On Tue, 10 Mar 2009, Christian Heimes wrote:
I've attached an isolated testcase for you. You'll surely recognize the
make file. It's based on your make file from PyLucene. I hope you don't
mind ;)
Thank you, that is very helpful in debugging this.
But first, please do not contact me off list. Use the
pylucene-dev@lucene.apache.org mailing list. Your issue is of interest to
others.
The reason for the error is that you're calling one of your native extension
methods, startDocument, from the PyPDFTextStripper constructor.
While this is valid Java, it violates an unstated constraint of the code
generated by JCC: after the Java constructor returns, JCC generated code to
finish initializing the object, calling the pythonExtension(pythonObject)
method.
The problem with this sequence of events is that if you call a native
extension method from the constructor, the python object to call a method on
from that native method is not yet set on the Java instance. In other words,
inside the constructor, the native extension methods such as startDocument()
depend on state on the instance that is not yet set.

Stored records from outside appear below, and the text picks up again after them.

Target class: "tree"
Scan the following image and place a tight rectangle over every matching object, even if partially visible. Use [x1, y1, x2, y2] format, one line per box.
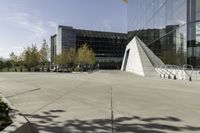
[55, 48, 76, 68]
[10, 52, 18, 67]
[77, 44, 96, 67]
[39, 39, 50, 65]
[23, 45, 40, 71]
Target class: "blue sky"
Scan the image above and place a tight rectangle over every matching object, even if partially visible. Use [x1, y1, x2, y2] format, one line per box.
[0, 0, 127, 58]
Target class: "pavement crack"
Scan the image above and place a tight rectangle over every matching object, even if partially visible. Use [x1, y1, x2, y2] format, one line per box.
[6, 88, 41, 98]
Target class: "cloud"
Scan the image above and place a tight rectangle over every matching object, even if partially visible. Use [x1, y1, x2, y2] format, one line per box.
[47, 21, 58, 32]
[102, 19, 112, 31]
[8, 12, 47, 37]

In order to set that state, the object has to be constructed first, so we're
in a bit of a catch-22 here.
It is possible to remove this constraint by changing the extension protocol
such that _all_ extension class constructors require a first parameter, that
'pythonObject' long (in fact, the python instance pointer, the python self),
and set it to the pythonObject instance variable. This is ugly though, so
it needs more thought. At least, some code should be added to check for this
condition.
In the meantime, the workaround is simple: move the offending code to its
own method and call it after the constructor returns.
I attached the modified PyPDFTextStripper.java class and test case that now
work.
Andi..
$ python2.5 tests/test_textstripper.py
Loading: /home/heimes/software/misc/pdfbox/pdfbox-0.8.0/test/input/warp.pdf
E
======================================================================
ERROR: test_subclass (__main__.TestTextStripper)

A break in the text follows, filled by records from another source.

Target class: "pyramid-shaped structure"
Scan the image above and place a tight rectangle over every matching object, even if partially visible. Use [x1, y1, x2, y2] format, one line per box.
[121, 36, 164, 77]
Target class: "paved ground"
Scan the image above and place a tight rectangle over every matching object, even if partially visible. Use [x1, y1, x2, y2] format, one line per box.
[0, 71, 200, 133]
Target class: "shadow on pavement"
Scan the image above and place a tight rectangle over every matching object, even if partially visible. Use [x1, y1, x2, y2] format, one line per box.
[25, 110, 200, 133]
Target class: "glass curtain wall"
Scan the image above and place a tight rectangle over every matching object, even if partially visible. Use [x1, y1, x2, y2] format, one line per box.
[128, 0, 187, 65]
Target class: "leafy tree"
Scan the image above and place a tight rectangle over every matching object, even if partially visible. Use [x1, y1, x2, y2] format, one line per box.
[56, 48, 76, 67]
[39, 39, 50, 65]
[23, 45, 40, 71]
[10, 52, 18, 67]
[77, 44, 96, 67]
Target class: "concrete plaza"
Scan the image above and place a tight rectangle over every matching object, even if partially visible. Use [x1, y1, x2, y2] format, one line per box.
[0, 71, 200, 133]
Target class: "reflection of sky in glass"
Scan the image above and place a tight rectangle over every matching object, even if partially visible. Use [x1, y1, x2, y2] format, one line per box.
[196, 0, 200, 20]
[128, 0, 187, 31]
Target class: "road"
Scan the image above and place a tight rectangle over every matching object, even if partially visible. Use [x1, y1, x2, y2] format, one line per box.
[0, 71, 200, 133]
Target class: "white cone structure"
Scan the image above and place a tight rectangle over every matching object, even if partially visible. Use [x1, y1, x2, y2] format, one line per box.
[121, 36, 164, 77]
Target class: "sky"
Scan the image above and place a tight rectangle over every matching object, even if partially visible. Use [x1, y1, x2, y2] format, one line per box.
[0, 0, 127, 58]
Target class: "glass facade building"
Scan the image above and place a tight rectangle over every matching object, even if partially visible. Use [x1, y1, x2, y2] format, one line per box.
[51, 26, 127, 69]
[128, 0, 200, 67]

----------------------------------------------------------------------
Traceback (most recent call last):
File "tests/test_textstripper.py", line 24, in test_subclass
Stripper(PDF)
SystemError: NULL result without error in PyObject_Call
----------------------------------------------------------------------
Ran 1 test in 0.264s
FAILED (errors=1)
package de.semantics.pdfbox;
import java.io.IOException;
import java.util.List;
import org.apache.pdfbox.pdmodel.PDDocument;
import org.apache.pdfbox.pdmodel.PDPage;
import org.apache.pdfbox.pdmodel.common.PDStream;
import org.apache.pdfbox.util.PDFTextStripper;
import org.apache.pdfbox.util.TextPosition;
public class PyPDFTextStripper extends PDFTextStripper {
private PDDocument document;
private long pythonObject;
public PyPDFTextStripper(String filename)
throws IOException
{
System.out.println( "Loading: " + filename );
document = PDDocument.load(filename);
System.out.println( "PDDocument.load(filename);");
}
public void process()
throws IOException
{
List allPages = document.getDocumentCatalog().getAllPages();
System.out.println( "document.getDocumentCatalog().getAllPages();");
startDocument(document);
System.out.println( "startDocument(document);");
for( int i=0; i<allPages.size(); i++ )
{
System.out.println( "page " + i);
PDPage page = (PDPage)allPages.get( i );
System.out.println( "Processing page: " + i );
PDStream contents = page.getContents();
if( contents != null )
{
processStream(page, page.findResources(),
page.getContents().getStream());
}
}
}
public void pythonExtension(long pythonObject)
{
this.pythonObject = pythonObject;
}
public long pythonExtension()
{
return this.pythonObject;
}
public void finalize()
throws Throwable
{
pythonDecRef();
}
public native void pythonDecRef();
//public native void endArticle();
/*public native void startDocument(PDDocument pdf);
public native void endDocument(PDDocument pdf );
public native void startArticle(boolean isltr);
public native void endArticle();
public native void startPage(PDPage page);
public native void endPage(PDPage page);
public native void writePageSeperator();
public native void writeLineSeparator();
public native void writeWordSeparator();
public native void writeCharacters(TextPosition text);
public native void writeString(String text);
*/
public native void processTextPosition( TextPosition text );
public native void startDocument(PDDocument pdf);
public native void startPage(PDPage page);
}
import os
import unittest
import pdfbox
HERE = os.path.dirname(os.path.abspath(__file__))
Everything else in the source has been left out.